To understand what classes exist in the CIF meta-model and how they relate to each other, all classes have been drawn in a UML class diagram. There is one class diagram for each package of the CIF meta-model. The class diagrams are also available as .png files. The name of a file corresponds with the name of the package in the CIF meta-model that it depicts:

cif/org.eclipse.escet.cif.metamodel/model/images/cif.png: Structure of the overall specification and components.
cif/org.eclipse.escet.cif.metamodel/model/images/automata.png: Structure of an automaton.
cif/org.eclipse.escet.cif.metamodel/model/images/declarations.png: Declarations of variables, types, events, and so on.
cif/org.eclipse.escet.cif.metamodel/model/images/functions.png: Internal and external user-defined functions.
cif/org.eclipse.escet.cif.metamodel/model/images/expressions.png: Expressions, from literal true to if expressions.
cif/org.eclipse.escet.cif.metamodel/model/images/types.png: Data types, from booleans to dictionaries and tuples.
cif/org.eclipse.escet.cif.metamodel/model/images/print.png: Print declarations.
cif/org.eclipse.escet.cif.metamodel/model/images/cifsvg.png: CIF/SVG declarations.
cif/org.eclipse.escet.cif.metamodel/model/images/annotations.png: Annotations.
common/org.eclipse.escet.common.position.metamodel/model/position.png: Position information (lines and columns in a CIF file).

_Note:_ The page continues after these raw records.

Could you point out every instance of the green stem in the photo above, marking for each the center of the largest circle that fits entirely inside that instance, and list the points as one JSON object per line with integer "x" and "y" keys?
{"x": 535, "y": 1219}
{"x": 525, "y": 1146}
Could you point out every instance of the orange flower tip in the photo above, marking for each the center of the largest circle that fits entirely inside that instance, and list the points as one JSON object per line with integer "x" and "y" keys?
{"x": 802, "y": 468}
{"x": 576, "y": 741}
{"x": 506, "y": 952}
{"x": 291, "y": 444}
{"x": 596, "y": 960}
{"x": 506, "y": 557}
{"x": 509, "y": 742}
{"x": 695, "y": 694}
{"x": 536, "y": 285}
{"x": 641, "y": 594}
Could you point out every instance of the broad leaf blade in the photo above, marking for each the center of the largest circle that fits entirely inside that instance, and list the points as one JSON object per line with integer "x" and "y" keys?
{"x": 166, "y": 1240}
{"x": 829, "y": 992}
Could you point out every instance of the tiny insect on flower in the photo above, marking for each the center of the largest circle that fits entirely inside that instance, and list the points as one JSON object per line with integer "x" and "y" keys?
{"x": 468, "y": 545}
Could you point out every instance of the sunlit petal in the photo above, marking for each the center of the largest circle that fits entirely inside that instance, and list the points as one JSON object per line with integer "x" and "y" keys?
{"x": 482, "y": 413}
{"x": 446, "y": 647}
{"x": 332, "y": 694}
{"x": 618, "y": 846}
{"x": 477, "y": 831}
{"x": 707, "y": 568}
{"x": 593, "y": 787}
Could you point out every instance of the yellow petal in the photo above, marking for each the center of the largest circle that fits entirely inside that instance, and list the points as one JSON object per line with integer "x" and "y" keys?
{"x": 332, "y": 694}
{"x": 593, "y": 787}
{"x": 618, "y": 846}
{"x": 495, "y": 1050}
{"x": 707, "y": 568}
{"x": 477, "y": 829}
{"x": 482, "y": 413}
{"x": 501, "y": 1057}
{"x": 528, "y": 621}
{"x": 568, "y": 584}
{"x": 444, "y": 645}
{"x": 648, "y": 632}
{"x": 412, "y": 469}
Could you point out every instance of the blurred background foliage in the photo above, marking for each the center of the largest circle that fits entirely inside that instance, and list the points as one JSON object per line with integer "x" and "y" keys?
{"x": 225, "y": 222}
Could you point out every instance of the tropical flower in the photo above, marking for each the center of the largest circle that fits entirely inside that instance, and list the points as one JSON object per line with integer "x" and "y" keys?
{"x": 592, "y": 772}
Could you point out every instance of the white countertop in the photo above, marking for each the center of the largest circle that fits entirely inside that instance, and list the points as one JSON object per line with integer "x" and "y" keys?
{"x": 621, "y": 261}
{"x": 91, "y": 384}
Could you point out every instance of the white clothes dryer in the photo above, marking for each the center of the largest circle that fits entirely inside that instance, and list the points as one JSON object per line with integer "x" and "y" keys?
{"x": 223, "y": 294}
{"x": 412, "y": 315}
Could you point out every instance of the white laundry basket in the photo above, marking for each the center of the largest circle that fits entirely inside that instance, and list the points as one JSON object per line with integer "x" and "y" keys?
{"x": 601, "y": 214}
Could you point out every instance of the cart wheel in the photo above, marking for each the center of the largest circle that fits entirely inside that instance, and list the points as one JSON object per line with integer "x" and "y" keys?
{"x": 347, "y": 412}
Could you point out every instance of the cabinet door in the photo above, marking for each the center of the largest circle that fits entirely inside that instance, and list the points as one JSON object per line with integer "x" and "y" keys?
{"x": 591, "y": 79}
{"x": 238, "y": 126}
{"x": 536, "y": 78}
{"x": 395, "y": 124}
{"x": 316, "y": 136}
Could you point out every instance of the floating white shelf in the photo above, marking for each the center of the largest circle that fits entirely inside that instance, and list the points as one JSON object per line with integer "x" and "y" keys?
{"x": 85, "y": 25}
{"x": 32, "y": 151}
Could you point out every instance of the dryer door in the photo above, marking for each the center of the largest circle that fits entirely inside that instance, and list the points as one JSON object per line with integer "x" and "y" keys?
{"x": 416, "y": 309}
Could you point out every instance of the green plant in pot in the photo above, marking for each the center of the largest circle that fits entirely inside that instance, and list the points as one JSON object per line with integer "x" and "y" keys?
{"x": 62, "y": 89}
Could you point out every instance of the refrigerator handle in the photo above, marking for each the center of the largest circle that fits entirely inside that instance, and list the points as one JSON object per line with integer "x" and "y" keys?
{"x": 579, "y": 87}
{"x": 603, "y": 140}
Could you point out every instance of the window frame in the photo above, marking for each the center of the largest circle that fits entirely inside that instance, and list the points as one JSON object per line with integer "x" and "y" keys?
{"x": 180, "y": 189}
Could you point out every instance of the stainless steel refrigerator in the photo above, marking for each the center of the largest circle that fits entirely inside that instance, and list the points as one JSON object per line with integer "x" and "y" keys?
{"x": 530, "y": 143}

The diagrams make extensive use of inheritance, containment, and association. If these concepts are not familiar to you, it may be a good idea to first understand them by reading about UML class diagrams or object-oriented programming.

The diagrams are a good way to get an understanding of how classes relate to each other, but they lack a complete description of the meaning of each field of each class. Those descriptions are available in the cif/org.eclipse.escet.cif.metamodel/docs/cif_ecore_details.pdf file. It contains all details about all CIF language constructs. Not something to read from first to last page, but it should provide an answer to any technical detail question about CIF objects and the CIF language.